Why are homes beyond affordability of most people?
Central Bank loan rules are vital so State really must stimulate less-expensive supply
A clash is brewing between the Central Bank and the Government over the competing objectives of financial stability and home ownership. Many would argue that these two goals – managing risk in the financial system and promoting buying over renting – have little to do with each other. But they do. That’s because mortgage rules – which were designed to protect the banking system – have successfully limited how many people can reasonably aspire to owning a home. But those limits have set the level of home ownership below where the Government – and, ultimately, voters – would like it to be. Ironically, the effectiveness of the Central Bank is stopping the Government from executing its own housing policy.
Officially, the Government has endorsed a position of tenure-neutrality in housing since 2011. However, there is, in fact, a preference towards home ownership. As the Taoiseach himself said in a Dáil speech in April, the Government is “absolutely committed to doing everything we can to increase home ownership”. Subsidy programmes for first-time buyers such as Help-to-Buy and the affordable loan scheme bear this out. And the public supports this approach. A survey published by the Department of Finance earlier this year revealed that 87 per cent had a strong preference for home ownership.
Despite this, home ownership rates continue to fall and the stock of homes for sale is growing even as housebuilding remains substantially below estimates of housing demand. Goodbody estimates that 2,500 more properties have been built than sold over the past 12 months. What exactly is going on?

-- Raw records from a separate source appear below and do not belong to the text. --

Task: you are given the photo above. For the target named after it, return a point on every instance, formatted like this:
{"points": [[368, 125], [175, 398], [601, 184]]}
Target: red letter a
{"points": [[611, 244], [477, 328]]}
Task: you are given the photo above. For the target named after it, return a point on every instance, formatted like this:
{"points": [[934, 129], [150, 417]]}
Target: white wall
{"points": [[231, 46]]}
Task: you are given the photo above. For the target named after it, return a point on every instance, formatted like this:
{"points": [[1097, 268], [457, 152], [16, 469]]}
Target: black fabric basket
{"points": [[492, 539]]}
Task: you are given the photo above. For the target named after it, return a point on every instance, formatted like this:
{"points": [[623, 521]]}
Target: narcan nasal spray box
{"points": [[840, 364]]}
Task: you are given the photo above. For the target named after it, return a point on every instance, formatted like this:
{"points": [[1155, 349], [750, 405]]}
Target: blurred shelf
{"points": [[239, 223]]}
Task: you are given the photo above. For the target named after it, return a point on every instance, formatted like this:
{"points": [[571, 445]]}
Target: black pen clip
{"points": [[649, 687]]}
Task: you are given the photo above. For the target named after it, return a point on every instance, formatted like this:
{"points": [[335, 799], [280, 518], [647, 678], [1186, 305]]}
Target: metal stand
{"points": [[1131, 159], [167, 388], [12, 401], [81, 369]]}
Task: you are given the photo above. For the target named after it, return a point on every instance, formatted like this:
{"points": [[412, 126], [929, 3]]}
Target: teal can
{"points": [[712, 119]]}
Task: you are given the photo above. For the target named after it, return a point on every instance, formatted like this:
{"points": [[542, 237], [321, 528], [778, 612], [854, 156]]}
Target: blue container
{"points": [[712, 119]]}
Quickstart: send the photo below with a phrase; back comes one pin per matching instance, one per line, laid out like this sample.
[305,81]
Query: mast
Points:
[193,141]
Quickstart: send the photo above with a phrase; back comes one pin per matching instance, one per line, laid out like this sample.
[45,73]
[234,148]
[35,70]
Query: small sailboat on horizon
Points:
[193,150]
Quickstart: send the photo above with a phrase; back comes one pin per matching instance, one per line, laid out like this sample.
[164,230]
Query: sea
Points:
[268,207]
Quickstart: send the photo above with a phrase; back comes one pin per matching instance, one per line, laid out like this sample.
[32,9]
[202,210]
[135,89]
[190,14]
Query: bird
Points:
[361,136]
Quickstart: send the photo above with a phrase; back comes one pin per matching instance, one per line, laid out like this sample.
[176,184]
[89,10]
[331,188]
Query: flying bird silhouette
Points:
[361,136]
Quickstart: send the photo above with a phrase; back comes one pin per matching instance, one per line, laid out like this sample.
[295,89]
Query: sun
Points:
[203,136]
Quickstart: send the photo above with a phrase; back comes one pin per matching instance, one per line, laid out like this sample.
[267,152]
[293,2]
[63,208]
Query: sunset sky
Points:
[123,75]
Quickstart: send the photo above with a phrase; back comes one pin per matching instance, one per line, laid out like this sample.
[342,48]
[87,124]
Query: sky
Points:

Affordability appears to be at the heart of the problem. The CSO published data last week showing that median gross household income in the State in 2016 amounted to a little over €45,000 – ranging from €32,000 in Donegal to €66,000 in Dún Laoghaire-Rathdown. If these representative households were able to raise a deposit of 10 per cent, the maximum price that they could afford to pay under the Central Bank limit of 3.5x gross income would be just €125,000 and €257,000, respectively. Yet actual transacted prices for new homes in these areas are €150,000 and €610,000 over the past year. Nationally, the median new home price is €344,000. Allowing for wage growth over the period since 2016, this currently amounts to about seven times gross household income – or twice the Central Bank limit.
These statistics represent the median household, but income distributions can also be instructive in terms of assessing the affordability of the new housing stock. We calculate that even for two-income couples earning more than €50,000 per year each, almost 60 per cent can afford to buy a home worth only €290,000. Only one-third of new homes sold in 2018 were below this price.
So why is the building industry producing homes at prices that most of the population cannot afford? In some cases, developers may have simply misjudged the market. But there is clearly a mismatch between the minimum delivery price of a new home and the income levels of most of the population. That brings us into the realm of public policy. Government involvement in the housing market may be undesirable in a perfect world but it is often necessary in the real world. There are three ways to resolve this situation, some more preferable than others.
There is a mismatch between the minimum delivery price of a new home and the income levels of most of the population
First, the Central Bank could ease its mortgage rules, thus increasing the amount that buyers are able to pay. This would be a retrograde step. The costs of excess leverage over the past decade since the banking crisis have been enormous, both to individuals and the State. The characteristics of Ireland’s small, open economy make Irish households more vulnerable to income shocks that can trigger mortgage difficulties. So, the Central Bank is right to insist on a mortgage regime that is stricter than that which applies in the UK, for instance.
Second, the government could employ further supply-side efforts to drive down the price of delivering new homes. This has been the strategy in recent years. Some of the policy efforts have been laudable, including the introduction of the vacant site levy, the fast-track planning process and the Land Development Agency (LDA). As highlighted by the Economic and Social Research Institute, the vacant site levy rules need to be tightened to have maximum effect.
Third, demand-side measures – often frowned upon because of the risk of windfall profits to landowners – can be part of the package. To manage the risk of the benefits accruing to landowners, strict price limits must be placed on any new measures. The upper limit of €500,000 on the Help-to-Buy scheme was arguably overly generous. That scheme is due to end on December 31st, 2019. Combined with the growing stock of unsold homes, this creates a real risk that builders will curtail their supply plans sharply over the coming years, exacerbating the housing shortage.
There is a real risk builders will curtail their supply plans sharply over the coming years, exacerbating the shortage
The Government should take the opportunity to reduce the upper price limit on the scheme to incentivise construction at prices that a larger number of households can afford. An enhanced system of shared ownership should also be examined where the Government retains ownership of part of the home, thus reducing the price payable by the homeowner. Such a scheme is already in train using State lands and has seen significant demand.
The Government may indeed decide to do nothing and simply accept a higher proportion of people in rental accommodation. However, this does not look likely or indeed acceptable to the wider public. Given that the Central Bank’s mortgage policies remain both necessary and effective, the solution must come from somewhere else. Using government incentives to improve supply at the affordable end of the market while supporting the buying power of households to achieve home ownership should help resolve the tension between macroprudential regulation and housing policy.